The Tiger ‌Shark is currently listed as “Near Threatened” by the International​ Union for Conservation⁣ of Nature (IUCN). Some⁣ ongoing conservation efforts include ‍strict regulations on commercial and⁣ recreational ‍fishing, protection in certain marine parks and conservation areas, and ​increased ‌public awareness of⁤ the species’ ecological​ importance and vulnerability to overfishing.


A mature Tiger⁣ Shark typically measures between‌ 10 to 14 feet ⁢in length, but can grow as all as​ 20 feet. Generally, the Tiger Shark weighs between 850 ‍to 1400 pounds. As for their lifespan,⁢ Tiger⁢ sharks live around 15 years on⁤ average, but some have been known to ‌live up ⁣to 50 years in the wild.


Tiger Sharks inhabit a wide range of ocean habitats, but are most commonly found in tropical and ‍subtropical waters. They are ubiquitous in both the Atlantic and ⁣Pacific Oceans, particularly around the central Pacific islands. Tiger Sharks do not ⁣follow specific migratory patterns, but are known to journey⁤ long distances to find warmer waters or to reproduce.

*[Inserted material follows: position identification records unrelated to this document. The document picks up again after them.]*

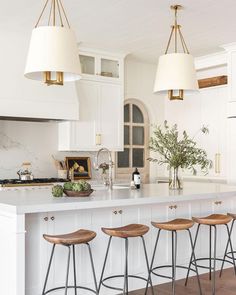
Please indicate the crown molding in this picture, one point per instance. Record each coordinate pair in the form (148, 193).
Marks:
(211, 60)
(229, 47)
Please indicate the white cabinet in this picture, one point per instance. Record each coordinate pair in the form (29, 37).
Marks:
(101, 118)
(100, 66)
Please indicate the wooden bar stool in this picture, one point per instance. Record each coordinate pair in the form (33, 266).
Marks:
(229, 254)
(173, 226)
(125, 232)
(212, 221)
(70, 240)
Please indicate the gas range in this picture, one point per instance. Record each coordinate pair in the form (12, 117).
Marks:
(12, 183)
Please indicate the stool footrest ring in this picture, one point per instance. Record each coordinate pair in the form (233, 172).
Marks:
(231, 257)
(120, 276)
(69, 287)
(168, 266)
(194, 262)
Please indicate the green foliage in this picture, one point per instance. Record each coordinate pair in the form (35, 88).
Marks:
(178, 152)
(57, 191)
(81, 185)
(68, 186)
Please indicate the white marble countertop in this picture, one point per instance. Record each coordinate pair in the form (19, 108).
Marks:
(41, 200)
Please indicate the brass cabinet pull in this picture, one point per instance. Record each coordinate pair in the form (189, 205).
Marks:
(218, 163)
(173, 207)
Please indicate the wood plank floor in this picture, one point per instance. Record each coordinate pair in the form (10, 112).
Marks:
(226, 285)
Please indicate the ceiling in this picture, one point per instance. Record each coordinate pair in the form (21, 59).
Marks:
(138, 27)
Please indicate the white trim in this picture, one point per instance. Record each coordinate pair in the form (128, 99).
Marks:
(115, 54)
(211, 60)
(229, 46)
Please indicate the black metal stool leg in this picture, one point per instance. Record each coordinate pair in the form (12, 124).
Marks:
(174, 256)
(152, 261)
(104, 264)
(210, 247)
(194, 257)
(231, 247)
(93, 269)
(227, 246)
(74, 266)
(147, 263)
(125, 290)
(67, 270)
(191, 259)
(48, 270)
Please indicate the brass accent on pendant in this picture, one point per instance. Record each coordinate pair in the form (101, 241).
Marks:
(58, 81)
(176, 7)
(171, 95)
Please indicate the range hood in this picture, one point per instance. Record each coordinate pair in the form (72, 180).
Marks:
(28, 100)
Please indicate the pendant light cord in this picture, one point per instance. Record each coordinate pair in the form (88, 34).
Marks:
(56, 5)
(175, 29)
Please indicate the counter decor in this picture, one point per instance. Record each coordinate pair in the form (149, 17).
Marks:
(178, 152)
(73, 189)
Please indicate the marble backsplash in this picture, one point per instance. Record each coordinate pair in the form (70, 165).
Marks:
(32, 142)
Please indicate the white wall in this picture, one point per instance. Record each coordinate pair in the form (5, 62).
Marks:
(208, 107)
(36, 142)
(139, 81)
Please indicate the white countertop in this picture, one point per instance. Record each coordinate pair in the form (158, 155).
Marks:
(41, 200)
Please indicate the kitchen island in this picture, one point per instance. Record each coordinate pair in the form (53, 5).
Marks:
(26, 214)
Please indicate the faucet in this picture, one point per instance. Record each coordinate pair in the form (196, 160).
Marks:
(108, 183)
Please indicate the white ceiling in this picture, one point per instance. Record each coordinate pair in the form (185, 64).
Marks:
(139, 27)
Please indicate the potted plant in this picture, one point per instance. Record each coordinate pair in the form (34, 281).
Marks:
(178, 152)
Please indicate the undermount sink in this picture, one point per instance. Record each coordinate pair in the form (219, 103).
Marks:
(100, 187)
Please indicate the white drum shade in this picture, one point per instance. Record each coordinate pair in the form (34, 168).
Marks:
(53, 49)
(176, 71)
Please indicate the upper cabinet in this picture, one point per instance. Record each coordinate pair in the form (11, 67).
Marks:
(102, 67)
(101, 98)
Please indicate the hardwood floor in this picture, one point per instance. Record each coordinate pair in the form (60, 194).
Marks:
(226, 285)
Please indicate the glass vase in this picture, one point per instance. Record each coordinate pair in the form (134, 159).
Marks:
(175, 179)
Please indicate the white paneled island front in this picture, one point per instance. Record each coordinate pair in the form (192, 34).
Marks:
(25, 215)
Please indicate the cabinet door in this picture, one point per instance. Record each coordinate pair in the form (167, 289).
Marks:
(111, 116)
(74, 136)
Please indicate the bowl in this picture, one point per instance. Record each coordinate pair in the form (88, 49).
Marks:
(69, 193)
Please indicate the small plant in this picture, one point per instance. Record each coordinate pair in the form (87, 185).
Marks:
(57, 191)
(178, 152)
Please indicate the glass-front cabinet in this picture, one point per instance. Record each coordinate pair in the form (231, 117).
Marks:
(102, 67)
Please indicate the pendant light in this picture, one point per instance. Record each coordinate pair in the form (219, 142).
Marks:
(53, 55)
(175, 71)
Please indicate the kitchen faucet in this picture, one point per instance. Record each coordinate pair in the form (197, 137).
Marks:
(109, 182)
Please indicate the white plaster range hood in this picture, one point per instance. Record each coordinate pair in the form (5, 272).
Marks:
(24, 99)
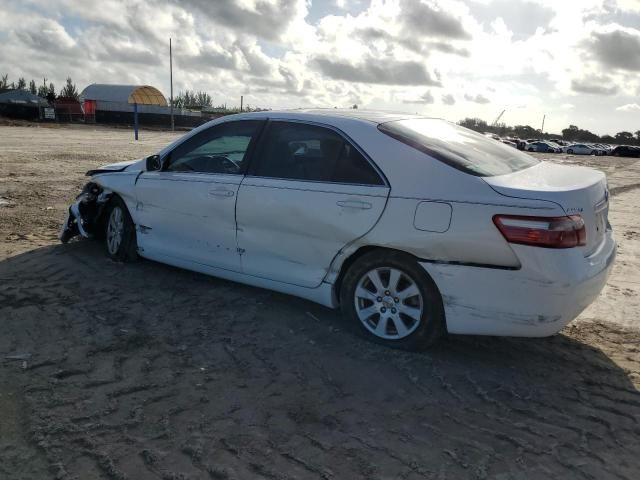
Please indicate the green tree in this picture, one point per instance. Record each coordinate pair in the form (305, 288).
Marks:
(476, 124)
(70, 90)
(193, 100)
(203, 99)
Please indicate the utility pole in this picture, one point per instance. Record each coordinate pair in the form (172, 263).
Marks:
(173, 125)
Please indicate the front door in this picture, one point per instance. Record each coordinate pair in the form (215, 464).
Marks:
(308, 193)
(186, 211)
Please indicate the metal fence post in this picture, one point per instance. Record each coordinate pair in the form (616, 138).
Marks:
(135, 120)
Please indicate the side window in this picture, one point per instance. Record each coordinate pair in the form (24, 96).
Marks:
(219, 149)
(310, 153)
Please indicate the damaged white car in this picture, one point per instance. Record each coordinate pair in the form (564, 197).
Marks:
(412, 226)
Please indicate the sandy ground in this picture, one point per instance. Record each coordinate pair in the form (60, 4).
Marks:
(143, 371)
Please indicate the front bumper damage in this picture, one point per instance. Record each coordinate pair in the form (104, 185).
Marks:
(84, 216)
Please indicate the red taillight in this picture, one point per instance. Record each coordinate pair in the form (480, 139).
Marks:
(546, 232)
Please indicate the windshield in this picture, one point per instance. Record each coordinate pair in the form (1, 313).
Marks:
(458, 147)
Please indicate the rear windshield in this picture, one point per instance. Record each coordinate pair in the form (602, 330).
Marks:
(459, 147)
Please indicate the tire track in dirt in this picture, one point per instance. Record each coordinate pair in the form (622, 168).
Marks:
(247, 384)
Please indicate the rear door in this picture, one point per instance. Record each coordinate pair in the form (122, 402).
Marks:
(308, 193)
(187, 210)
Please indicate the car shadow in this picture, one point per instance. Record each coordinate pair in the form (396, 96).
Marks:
(269, 371)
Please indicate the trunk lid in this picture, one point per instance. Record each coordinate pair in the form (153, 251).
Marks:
(578, 190)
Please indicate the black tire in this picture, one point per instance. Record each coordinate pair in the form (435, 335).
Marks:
(126, 248)
(427, 330)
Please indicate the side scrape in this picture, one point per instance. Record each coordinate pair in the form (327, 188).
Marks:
(84, 214)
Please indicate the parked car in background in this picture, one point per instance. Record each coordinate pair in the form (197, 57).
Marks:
(542, 147)
(626, 151)
(602, 148)
(580, 149)
(411, 226)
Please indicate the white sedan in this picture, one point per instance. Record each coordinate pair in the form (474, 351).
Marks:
(412, 226)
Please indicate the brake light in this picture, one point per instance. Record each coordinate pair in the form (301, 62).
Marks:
(546, 232)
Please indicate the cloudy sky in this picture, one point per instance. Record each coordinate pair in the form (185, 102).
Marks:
(577, 61)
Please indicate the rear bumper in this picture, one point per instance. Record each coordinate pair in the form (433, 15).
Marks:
(550, 290)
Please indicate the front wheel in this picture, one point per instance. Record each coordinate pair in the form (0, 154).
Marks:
(120, 232)
(389, 298)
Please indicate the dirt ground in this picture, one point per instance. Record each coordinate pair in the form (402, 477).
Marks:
(143, 371)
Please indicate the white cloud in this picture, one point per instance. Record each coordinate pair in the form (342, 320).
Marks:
(379, 55)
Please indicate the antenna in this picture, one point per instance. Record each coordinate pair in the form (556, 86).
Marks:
(173, 125)
(495, 122)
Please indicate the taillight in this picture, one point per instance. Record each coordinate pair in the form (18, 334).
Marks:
(546, 232)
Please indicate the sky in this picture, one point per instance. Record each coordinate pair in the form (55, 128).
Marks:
(575, 61)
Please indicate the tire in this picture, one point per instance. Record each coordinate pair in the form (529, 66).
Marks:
(120, 232)
(414, 322)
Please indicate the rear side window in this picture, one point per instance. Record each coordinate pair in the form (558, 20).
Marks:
(458, 147)
(304, 152)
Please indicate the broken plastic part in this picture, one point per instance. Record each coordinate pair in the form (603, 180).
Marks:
(84, 214)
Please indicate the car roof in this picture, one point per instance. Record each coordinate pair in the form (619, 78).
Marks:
(370, 116)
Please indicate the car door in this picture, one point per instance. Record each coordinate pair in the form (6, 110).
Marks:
(186, 210)
(308, 193)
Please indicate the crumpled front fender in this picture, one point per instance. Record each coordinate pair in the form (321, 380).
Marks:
(85, 213)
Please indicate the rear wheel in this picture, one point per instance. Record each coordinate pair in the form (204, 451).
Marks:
(120, 233)
(390, 299)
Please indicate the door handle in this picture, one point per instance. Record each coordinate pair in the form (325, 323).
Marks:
(354, 204)
(221, 192)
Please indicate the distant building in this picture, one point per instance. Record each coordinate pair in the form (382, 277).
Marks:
(68, 109)
(23, 104)
(103, 103)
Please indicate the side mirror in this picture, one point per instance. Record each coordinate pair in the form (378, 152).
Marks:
(153, 163)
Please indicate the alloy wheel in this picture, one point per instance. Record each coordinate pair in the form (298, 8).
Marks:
(389, 303)
(115, 230)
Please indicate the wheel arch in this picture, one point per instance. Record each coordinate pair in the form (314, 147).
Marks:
(361, 251)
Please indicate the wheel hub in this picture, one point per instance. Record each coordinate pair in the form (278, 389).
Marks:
(389, 303)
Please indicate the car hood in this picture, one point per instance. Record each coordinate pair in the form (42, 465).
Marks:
(129, 165)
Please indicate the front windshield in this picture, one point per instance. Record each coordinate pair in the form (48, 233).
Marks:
(458, 147)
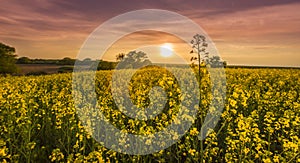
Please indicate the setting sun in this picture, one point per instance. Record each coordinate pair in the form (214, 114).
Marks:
(166, 50)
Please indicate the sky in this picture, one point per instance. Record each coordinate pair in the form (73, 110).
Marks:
(245, 32)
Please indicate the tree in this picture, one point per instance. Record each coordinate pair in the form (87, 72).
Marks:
(66, 61)
(7, 59)
(134, 59)
(216, 61)
(24, 60)
(120, 57)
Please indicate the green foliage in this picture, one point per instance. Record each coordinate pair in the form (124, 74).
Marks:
(7, 59)
(260, 122)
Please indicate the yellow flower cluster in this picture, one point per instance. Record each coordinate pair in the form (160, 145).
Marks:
(260, 121)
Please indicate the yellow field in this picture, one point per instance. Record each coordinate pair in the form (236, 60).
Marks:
(260, 122)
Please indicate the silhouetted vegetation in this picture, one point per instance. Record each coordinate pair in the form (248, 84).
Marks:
(133, 59)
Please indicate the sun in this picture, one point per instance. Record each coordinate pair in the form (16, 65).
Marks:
(166, 50)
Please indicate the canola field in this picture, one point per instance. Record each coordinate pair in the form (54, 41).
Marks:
(260, 121)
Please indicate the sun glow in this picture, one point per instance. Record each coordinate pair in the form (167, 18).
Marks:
(166, 50)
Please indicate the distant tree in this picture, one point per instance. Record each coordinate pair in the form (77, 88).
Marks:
(106, 65)
(7, 59)
(134, 59)
(66, 61)
(216, 61)
(120, 57)
(24, 60)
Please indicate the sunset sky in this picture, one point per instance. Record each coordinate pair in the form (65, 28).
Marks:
(246, 32)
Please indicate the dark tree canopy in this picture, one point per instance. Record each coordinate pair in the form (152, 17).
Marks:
(7, 59)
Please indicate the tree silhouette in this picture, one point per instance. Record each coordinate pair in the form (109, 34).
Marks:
(120, 57)
(133, 59)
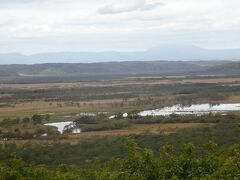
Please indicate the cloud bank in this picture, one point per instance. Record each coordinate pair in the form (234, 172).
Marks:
(32, 26)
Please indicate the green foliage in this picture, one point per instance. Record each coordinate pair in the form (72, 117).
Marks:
(140, 164)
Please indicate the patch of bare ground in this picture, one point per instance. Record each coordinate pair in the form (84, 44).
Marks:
(138, 129)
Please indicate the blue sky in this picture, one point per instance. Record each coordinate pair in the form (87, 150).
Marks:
(33, 26)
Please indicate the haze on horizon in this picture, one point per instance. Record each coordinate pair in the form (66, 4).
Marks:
(34, 26)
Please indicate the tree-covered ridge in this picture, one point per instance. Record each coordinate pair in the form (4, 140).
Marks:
(141, 164)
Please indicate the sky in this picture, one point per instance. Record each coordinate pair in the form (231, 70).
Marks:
(34, 26)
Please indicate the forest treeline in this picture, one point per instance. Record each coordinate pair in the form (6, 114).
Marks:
(140, 164)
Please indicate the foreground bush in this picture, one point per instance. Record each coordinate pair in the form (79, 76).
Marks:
(141, 164)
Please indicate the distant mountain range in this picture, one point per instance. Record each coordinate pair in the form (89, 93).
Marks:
(60, 72)
(166, 52)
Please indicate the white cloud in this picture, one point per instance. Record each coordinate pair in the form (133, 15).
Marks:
(78, 25)
(128, 6)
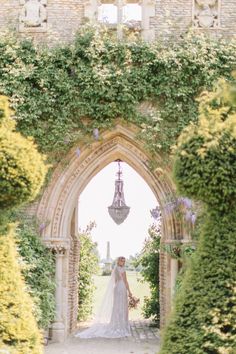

These versatile sea creatures prefer​ warm, coastal waters and are ⁢often found ‌in depths of ⁣350 to 380 meters. However, they are also known to venture into river estuaries and harbors.

When and Where to See

Tiger Sharks are⁤ most⁣ active⁤ at night and are often ‍sighted in the warm‌ summer‍ months. During the day, they are typically found lurking ‌near the bottom of their aquatic habitat.

Best Fishing Locations

Tiger Sharks are⁤ most often‍ caught off the‍ coasts of places like Hawaii,⁢ Florida, Australia, and South Africa. For those looking to catch a Tiger Shark, the waters around these areas have proven to be particularly prosperous.

General Tips

Be patient and persistent. Shark fishing ‌often involves a‍ lot of waiting. Always be on guard, as Tiger Sharks are ⁤particularly aggressive when threatened or hooked.

How to Catch

As scavengers, Tiger Sharks aren’t ⁣particularly picky eaters. Popular bait includes stingrays,‍ sea turtles, ‍seabirds, and even other smaller sharks. The best fishing⁤ techniques for Tiger Sharks include surf fishing, boat fishing, and underwater spearfishing – although this should only be ⁤attempted by experienced divers due to the⁤ species’ aggressive nature when‌ cornered.

Identification Guide

Tiger Sharks have a distinct appearance that includes a blunt‍ nose, a torpedo-shaped body, and, of course, the dark, vertical stripes running the length of ⁣their body. They have⁤ a unique dental structure with sharp, curved‍ teeth that are ideal for slicing through flesh and breaking turtle shells ⁣or bird bones.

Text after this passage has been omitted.